GAE Launcher enforce Google account signin in app.yaml

Question

Firstly, just letting you know I have searched a fair bit here and I am aware of some of the other questions on this topic but none answer my question.

The authentication of the Local GAE differs from the appspot deploy and I need it not to with minimal work-around code.

I'm writing an HTML5 app and I can do the google authentication via a button and it updates all the correct tokens so I can access the profile in either GAE Launched apps or appspot deployed ones.

I need the google account details of the logged in user within the app I am writing (for API calls to calendar and contacts for example)

, and I'd rather not have to write a login handler only for my local development platform - automated for simplicity or otherwise.

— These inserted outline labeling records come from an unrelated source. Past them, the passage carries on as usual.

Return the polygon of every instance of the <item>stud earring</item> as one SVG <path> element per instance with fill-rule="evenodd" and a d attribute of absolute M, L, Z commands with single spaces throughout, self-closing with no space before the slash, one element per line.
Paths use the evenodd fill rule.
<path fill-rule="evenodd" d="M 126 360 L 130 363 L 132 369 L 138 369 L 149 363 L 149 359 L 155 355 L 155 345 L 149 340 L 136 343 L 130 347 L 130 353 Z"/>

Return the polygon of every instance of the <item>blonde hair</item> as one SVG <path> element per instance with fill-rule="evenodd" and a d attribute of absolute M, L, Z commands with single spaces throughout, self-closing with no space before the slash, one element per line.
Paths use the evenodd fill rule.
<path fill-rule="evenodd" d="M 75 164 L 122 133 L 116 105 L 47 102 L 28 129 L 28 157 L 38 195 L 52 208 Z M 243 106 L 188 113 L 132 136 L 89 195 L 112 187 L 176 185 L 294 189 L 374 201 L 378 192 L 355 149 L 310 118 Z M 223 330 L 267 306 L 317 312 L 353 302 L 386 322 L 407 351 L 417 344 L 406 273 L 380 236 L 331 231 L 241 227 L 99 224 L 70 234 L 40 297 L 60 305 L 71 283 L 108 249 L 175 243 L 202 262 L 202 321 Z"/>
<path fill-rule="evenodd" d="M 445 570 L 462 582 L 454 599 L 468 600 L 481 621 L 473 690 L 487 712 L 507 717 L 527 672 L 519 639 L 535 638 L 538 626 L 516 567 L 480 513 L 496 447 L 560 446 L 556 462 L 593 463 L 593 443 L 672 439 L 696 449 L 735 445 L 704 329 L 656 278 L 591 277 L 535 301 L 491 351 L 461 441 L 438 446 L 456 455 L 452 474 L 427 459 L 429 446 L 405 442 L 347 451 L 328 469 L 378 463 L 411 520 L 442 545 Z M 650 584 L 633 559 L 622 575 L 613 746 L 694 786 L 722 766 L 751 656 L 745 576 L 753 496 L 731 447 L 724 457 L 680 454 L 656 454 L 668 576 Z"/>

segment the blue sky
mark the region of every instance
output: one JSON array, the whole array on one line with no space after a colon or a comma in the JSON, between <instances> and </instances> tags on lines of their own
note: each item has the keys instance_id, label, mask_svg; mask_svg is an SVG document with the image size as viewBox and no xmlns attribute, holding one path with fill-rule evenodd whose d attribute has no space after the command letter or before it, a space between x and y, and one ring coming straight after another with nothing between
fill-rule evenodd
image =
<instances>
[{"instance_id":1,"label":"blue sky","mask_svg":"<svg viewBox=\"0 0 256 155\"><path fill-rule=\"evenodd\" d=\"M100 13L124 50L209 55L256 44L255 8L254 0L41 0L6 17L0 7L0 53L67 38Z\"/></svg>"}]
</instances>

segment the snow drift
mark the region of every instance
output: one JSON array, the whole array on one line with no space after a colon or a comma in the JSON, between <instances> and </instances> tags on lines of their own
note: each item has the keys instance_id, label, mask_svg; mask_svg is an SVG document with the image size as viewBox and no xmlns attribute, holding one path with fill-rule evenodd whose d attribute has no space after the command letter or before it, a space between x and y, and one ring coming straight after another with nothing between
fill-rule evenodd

I've read that adding login:required forces a login, and on appspot this works perfectly. Locally it does nothing useful.

I've read that you can write a Python decorator to use @login_required - but I'm not writing in Python (It's php generating an HTML5 page). I could write a bit of a PHP wrapper to handle it, or automate a call in Javascript on page load - but this is the workaround I don't want to write because it's handled in the production environment for me.

I want the login:required option as everything is handled for me in production

. I have googled the options for the login tag and nothing there suggests I can force a google login in the locally launched app. I have googled the launcher and settings, but nothing seems apparent.

I suppose I could live with the dev workaround, and the app could assume I'm authenticated and the JSON request handlers in my app would just use the login:required with the correct google tokens being passed once I am authenticated.

Do I have any other options?

Answer 1

There appears to be no way round this other than to write the whole OAuth handler yourself (or get one elsewhere) - significant overkill for a development environment only 'issue'.

I have written the app to handle the getting of the google profile details as it starts and force an authenticate if they are not present.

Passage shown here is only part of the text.